Josef Freiherr von Smola (12 June 1764 in Teplice – 29 November 1820 in Vienna) was a (commissioned) officer and holder of the Knight's and Commander's Crosses of the Order of Maria Theresa.

== Life ==
He joined the army as an artillery gunner in 1780. He was awarded the rank of lieutenant in 1786. In the war against the Turks, he significantly participated in the siege of the towns of Sabac and Belgrade. He became famous for fundamental improvement in artillery organization in Flanders in 1790. In 1792 he took part in the crusade against France, among others, in the battle of Jemappes.

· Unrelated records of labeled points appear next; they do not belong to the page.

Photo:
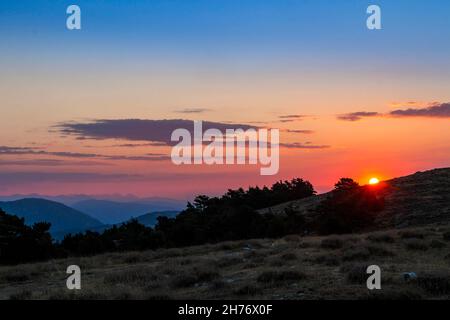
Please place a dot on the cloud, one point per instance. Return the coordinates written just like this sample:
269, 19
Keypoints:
441, 110
300, 131
5, 150
355, 116
137, 145
432, 110
292, 116
193, 110
306, 145
51, 163
14, 178
139, 129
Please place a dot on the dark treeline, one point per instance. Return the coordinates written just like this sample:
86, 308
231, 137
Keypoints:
233, 216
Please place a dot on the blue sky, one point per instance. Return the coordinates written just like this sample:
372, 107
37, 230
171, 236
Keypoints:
220, 29
246, 61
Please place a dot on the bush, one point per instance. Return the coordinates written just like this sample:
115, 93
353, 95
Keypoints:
411, 234
435, 284
379, 251
381, 237
332, 243
289, 256
354, 254
328, 260
394, 294
248, 290
436, 244
414, 244
446, 236
356, 274
280, 276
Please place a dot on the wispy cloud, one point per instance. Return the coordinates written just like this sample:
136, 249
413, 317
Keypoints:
51, 163
306, 145
434, 111
355, 116
139, 129
193, 110
6, 150
300, 131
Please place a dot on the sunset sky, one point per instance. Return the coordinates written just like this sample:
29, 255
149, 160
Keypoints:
82, 110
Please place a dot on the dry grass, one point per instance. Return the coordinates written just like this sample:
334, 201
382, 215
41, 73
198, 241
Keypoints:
293, 267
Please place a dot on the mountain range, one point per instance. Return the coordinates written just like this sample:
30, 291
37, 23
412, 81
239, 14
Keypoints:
92, 214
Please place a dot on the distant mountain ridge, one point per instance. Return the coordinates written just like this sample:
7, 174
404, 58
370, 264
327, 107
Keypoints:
61, 217
150, 219
112, 212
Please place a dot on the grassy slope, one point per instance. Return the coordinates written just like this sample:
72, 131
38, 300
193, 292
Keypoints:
290, 268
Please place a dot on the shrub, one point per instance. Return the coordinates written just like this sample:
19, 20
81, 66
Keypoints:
410, 234
289, 256
332, 243
381, 237
436, 284
22, 295
353, 254
248, 290
446, 236
436, 244
394, 294
280, 276
415, 244
356, 274
328, 260
379, 251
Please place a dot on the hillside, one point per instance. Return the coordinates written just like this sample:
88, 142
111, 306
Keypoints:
150, 219
293, 267
62, 217
418, 199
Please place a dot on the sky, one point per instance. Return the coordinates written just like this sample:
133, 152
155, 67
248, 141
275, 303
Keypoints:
82, 111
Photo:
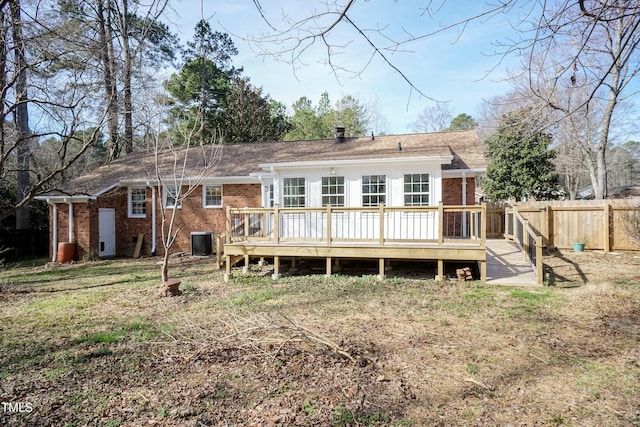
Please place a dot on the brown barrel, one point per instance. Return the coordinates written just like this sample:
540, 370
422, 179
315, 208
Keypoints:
66, 252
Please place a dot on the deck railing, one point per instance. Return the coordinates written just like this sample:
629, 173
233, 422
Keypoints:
530, 242
379, 224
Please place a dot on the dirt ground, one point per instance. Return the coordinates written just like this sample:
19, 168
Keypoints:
346, 351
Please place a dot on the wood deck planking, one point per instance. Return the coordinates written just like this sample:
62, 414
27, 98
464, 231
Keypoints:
506, 264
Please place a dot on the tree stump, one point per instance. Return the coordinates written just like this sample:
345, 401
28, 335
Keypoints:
171, 288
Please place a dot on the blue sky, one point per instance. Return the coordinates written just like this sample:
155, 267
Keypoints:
446, 67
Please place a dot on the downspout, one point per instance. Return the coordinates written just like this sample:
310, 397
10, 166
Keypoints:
153, 219
54, 240
464, 203
276, 186
264, 191
70, 222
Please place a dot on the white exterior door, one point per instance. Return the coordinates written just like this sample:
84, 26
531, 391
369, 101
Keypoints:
106, 232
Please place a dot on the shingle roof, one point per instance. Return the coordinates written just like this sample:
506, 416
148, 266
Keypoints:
240, 160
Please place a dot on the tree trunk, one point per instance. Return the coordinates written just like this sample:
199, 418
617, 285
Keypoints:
4, 29
105, 39
23, 214
128, 64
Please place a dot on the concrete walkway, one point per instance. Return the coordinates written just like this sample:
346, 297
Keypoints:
506, 265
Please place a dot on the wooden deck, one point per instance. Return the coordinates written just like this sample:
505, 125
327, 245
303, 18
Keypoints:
506, 265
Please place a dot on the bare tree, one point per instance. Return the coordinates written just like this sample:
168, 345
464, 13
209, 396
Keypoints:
435, 118
591, 47
181, 166
60, 99
590, 43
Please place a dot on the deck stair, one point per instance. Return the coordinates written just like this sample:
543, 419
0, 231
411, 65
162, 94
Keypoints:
506, 264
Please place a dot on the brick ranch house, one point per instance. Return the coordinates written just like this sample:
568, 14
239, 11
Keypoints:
105, 211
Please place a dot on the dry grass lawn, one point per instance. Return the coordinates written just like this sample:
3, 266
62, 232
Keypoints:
94, 344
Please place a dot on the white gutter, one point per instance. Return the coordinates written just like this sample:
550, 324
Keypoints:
359, 162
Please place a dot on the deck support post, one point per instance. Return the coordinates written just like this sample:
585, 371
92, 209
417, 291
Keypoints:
381, 275
245, 269
227, 274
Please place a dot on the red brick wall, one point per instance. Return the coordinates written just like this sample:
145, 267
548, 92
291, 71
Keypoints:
452, 195
193, 217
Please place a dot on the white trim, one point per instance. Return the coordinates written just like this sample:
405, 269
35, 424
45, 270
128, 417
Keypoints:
457, 173
204, 196
130, 213
63, 199
306, 190
187, 181
441, 160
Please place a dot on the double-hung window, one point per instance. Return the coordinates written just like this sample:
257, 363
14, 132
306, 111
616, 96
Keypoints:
172, 197
374, 190
333, 191
293, 192
137, 202
416, 189
212, 196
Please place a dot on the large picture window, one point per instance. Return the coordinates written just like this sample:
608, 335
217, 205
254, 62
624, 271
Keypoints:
333, 191
374, 190
293, 192
416, 189
137, 202
212, 196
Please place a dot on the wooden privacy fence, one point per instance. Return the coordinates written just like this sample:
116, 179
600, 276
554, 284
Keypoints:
600, 224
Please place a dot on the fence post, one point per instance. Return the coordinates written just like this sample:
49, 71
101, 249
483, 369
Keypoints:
381, 210
229, 236
525, 238
550, 227
483, 224
441, 224
607, 225
329, 224
539, 265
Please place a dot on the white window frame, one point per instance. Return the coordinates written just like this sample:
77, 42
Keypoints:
131, 202
333, 185
374, 194
204, 196
287, 198
412, 193
166, 190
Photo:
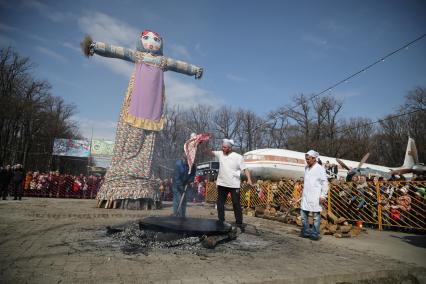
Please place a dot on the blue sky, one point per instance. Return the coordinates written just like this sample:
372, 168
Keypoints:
256, 54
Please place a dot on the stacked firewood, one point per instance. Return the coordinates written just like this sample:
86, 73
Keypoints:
330, 223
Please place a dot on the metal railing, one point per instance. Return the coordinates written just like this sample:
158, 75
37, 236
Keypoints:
398, 204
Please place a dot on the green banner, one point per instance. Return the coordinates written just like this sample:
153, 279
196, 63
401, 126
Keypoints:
102, 147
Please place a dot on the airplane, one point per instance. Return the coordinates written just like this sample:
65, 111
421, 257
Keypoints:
275, 164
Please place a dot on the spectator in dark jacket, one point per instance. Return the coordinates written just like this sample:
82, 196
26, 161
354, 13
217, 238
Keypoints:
18, 177
5, 177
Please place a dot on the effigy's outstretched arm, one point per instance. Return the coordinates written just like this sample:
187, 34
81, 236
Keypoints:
91, 47
183, 67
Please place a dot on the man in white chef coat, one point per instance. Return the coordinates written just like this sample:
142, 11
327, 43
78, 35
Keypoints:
314, 195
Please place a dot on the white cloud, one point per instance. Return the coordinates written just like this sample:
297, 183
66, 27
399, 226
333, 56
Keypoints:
7, 28
51, 54
103, 129
317, 41
179, 51
104, 28
234, 78
71, 46
47, 11
37, 37
186, 95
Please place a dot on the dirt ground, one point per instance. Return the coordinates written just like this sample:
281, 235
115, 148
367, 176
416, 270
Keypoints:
65, 241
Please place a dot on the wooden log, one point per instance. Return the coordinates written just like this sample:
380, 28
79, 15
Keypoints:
354, 232
345, 229
332, 228
259, 210
332, 218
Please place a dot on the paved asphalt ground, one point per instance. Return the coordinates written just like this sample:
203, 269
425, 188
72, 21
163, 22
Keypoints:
65, 241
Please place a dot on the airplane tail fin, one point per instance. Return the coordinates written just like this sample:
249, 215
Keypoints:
411, 156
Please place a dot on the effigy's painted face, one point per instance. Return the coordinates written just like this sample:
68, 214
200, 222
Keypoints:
151, 41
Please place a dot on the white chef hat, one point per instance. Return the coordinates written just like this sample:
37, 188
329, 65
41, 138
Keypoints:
312, 153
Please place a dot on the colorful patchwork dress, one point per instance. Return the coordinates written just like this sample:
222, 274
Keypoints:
141, 117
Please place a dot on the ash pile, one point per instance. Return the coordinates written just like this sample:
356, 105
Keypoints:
189, 234
330, 223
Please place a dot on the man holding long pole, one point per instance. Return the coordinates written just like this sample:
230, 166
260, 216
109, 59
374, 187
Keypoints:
228, 181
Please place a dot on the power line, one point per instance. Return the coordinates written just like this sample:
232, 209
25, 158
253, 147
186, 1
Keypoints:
381, 59
380, 120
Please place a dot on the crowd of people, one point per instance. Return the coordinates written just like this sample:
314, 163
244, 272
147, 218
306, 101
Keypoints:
16, 182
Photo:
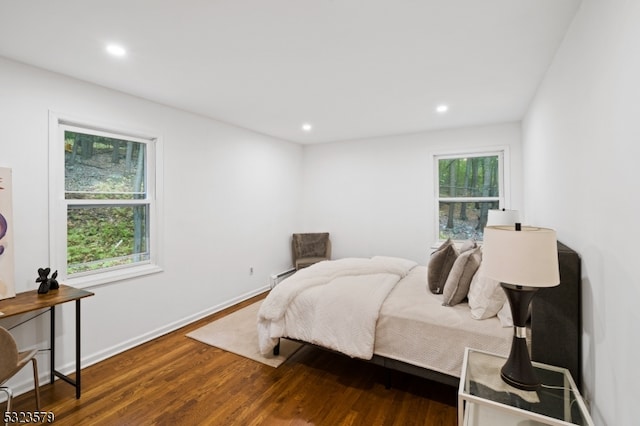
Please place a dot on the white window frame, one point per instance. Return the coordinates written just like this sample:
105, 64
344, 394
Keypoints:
504, 172
58, 204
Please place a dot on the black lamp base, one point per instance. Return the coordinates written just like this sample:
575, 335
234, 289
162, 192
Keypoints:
518, 371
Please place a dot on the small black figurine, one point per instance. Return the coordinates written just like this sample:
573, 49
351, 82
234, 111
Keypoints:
47, 283
53, 283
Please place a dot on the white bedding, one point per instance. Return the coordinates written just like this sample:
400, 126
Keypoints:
399, 318
415, 328
334, 304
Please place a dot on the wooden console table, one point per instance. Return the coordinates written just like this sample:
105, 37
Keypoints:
30, 301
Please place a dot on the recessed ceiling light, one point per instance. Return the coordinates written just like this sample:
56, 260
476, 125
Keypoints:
116, 50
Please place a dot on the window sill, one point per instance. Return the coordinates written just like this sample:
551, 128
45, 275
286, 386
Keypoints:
108, 277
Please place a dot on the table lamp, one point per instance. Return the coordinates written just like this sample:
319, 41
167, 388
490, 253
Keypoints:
523, 259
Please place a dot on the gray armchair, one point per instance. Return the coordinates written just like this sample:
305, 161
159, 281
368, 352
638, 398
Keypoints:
310, 248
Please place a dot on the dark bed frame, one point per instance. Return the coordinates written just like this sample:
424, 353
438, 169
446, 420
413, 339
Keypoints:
556, 327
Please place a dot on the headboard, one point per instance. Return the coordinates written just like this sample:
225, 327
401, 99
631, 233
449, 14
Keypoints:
556, 318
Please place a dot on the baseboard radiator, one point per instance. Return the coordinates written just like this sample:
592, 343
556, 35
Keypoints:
276, 278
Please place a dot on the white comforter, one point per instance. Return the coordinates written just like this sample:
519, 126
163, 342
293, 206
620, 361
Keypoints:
334, 304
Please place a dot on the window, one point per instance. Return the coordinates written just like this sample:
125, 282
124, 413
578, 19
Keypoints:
468, 186
104, 208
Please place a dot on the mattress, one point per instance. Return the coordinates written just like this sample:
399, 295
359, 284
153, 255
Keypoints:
415, 328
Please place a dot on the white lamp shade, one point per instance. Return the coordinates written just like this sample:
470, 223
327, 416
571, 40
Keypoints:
528, 257
502, 217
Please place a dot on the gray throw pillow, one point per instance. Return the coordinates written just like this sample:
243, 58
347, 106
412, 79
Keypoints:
440, 263
458, 282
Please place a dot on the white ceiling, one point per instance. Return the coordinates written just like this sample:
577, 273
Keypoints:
352, 68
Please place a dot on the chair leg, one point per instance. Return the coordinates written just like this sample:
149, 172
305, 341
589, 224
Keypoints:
9, 396
36, 382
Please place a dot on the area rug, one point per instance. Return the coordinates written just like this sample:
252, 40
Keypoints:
237, 333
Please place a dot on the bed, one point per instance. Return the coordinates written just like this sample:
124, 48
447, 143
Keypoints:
381, 309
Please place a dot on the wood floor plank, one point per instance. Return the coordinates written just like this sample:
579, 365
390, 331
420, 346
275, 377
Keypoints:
175, 380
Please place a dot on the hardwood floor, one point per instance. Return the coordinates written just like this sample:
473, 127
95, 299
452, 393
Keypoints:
174, 380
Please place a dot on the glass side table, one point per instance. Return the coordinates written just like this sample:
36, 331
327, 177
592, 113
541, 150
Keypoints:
485, 399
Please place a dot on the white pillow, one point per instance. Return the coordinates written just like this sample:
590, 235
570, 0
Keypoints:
486, 297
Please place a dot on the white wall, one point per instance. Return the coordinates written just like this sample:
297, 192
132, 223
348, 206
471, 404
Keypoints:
231, 200
376, 196
581, 147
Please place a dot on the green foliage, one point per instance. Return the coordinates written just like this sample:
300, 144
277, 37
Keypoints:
102, 236
99, 236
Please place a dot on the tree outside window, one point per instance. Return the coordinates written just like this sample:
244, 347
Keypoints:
468, 187
105, 210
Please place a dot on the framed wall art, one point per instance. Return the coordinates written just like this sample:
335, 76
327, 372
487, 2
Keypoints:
7, 284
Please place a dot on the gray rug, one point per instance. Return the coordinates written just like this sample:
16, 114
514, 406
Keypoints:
237, 333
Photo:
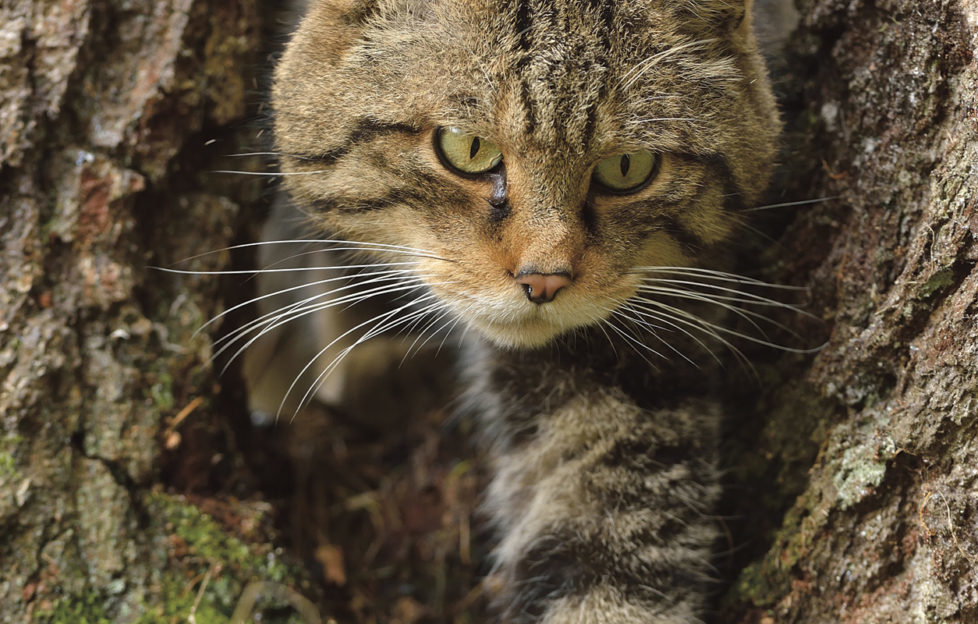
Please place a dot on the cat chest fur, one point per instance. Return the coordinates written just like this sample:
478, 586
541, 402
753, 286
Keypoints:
556, 177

In 1793 he took charge of Archduke Charles horse battery command. Subsequently, he won at the battle of Neerwiden and he was awarded the Knight's Cross of the Order of Maria Theresa for this victory.

He was badly wounded at the battle of Fleurus in 1794. He was promoted to first lieutenant in 1796 for key help during the defence of Ehrenbreitstein Fortress. He was badly wounded at Meßkirch for the second time in 1800. Then he continued as Major in the Czech Legion. In 1805 he battled in Italy. In 1809 he led the 3rd Army Corps already as colonel in Regensburg. He was awarded the second Cross of the Order of Maria Theresa, this time the Commander's one, and promoted to major general.

He was not, however, only a commander, but also an engineer and an author of many innovations in the artillery. One of the famous ones was, for example, wall gun-mounting in 1807.

He was married to Mary Smola, Baroness of Häring (1771–1807). His two sons Josef von Smola Jr. and Karl von Smola were also officers. The last living descendants being Miloslav von Smola (* 29 August 1949 in Prague) and Miloslav von Smola (* 6 January 1986 in Prague), both currently living in the Czech Republic.